Magnetometers are typically 3-axis.

------
Andrenid
Electric brush cutter. We live on 10 acres and do lots of trimming so having a
rechargeable and relatively-quiet tool to grab and do a bit whenever we have
spare time is truly awesome.

Not worrying about fuel, oil, etc is great and turns trimming from a proper
"job" to "Ill just do a bit of trimming while waiting for dinner". It has been
one of the biggest and best improvements to our daily farm chores in years.

------
ChicagoBoy11
I gave myself the new rMBP with the touchbar.

I spent countless hours reading all the articles bashing Apple for it, and
finally concluded that much of it boiled down to the fact that it was an
expensive machine for the specs it delivered. And that is undeniably true.

But I stare at the darn thing virtually all hours I am working and a
significant chunk of my leisure time as well. The reality is that for my
actual computing, things like weight, battery life, how the keys feel, the
screen, etc., matter far more in my enjoyment and utility of the computer, and
on that measure Apple continues to knock it out of the park. I got my first
MBP because of the retina screen, and soon thereafter realized I could never
go back to using a device with a lower pixel density. I kinda feel the same
with this machine when it comes to color: It is just stunning.
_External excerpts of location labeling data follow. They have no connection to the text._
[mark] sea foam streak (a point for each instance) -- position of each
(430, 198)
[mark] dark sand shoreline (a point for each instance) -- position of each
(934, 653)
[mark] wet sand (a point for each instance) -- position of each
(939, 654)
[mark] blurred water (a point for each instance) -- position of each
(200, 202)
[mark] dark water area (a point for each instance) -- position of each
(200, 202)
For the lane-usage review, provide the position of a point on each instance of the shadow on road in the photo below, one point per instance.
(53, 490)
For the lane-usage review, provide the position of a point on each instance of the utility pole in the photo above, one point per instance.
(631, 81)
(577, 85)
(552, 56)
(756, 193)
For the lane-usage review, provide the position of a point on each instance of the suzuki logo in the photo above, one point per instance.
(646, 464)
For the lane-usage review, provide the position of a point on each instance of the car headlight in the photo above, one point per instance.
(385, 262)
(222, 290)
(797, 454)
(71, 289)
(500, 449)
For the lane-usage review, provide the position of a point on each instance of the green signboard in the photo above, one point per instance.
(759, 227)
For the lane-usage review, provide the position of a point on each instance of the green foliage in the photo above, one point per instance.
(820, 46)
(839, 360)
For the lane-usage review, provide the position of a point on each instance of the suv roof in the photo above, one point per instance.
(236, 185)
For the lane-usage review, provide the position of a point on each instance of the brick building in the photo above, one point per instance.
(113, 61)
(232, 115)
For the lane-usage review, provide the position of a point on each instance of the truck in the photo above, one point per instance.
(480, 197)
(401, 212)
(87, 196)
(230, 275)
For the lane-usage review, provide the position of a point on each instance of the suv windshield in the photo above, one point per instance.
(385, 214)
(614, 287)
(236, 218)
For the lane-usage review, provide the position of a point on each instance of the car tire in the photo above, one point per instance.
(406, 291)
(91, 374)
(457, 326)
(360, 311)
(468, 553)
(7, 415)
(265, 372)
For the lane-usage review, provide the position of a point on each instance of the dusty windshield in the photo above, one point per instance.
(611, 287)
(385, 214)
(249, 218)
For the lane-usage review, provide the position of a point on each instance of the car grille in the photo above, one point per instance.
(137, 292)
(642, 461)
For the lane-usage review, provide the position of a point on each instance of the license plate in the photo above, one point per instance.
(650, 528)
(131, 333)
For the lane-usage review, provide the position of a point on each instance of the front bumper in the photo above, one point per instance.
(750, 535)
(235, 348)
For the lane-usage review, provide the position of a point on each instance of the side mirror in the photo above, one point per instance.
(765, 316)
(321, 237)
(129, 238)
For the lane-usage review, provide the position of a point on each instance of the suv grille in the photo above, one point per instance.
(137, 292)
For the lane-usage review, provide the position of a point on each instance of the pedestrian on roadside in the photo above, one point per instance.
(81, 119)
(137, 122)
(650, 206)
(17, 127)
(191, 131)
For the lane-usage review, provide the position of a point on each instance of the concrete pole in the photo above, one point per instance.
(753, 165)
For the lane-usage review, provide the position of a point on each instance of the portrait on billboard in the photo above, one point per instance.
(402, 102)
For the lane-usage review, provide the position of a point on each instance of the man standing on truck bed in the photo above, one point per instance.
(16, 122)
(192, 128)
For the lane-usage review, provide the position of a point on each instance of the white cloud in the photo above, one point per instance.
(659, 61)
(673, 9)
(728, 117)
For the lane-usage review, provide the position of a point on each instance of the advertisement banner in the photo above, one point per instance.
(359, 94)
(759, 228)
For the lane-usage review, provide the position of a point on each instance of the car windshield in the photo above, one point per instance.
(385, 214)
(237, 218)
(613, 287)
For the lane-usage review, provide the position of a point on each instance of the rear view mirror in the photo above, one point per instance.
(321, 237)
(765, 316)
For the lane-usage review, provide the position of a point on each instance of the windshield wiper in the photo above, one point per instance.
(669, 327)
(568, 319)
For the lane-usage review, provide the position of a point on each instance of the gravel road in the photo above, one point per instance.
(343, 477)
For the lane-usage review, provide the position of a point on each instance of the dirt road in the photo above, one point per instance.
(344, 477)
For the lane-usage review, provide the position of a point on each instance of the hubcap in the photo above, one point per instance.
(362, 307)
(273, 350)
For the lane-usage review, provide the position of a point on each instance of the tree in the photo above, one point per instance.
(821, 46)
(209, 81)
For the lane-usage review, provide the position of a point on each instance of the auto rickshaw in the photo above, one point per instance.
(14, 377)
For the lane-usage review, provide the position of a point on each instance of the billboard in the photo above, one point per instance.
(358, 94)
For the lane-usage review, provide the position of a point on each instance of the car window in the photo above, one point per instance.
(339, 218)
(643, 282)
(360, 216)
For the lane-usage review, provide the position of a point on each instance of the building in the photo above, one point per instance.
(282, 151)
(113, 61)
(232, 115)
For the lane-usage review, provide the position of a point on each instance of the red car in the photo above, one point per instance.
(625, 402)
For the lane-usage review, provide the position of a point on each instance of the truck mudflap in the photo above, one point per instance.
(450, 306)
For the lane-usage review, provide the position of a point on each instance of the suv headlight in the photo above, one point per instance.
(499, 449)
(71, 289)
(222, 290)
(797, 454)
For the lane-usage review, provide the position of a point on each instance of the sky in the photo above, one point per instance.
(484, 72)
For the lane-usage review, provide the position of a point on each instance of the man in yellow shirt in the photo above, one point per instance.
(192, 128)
Given how often
I am looking at it, that dimension alone made this purchase worth it IMO.

The Touchbar has in fact mostly been a gimmick, although pairing it with
BetterTouchTool has actually been extremely powerful and I've come to use it
more and more.

------
jetti
Samsung Gear VR. Unfortunately I'm returning it as the technology isn't to the
point that prevents me from getting nauseous when using it.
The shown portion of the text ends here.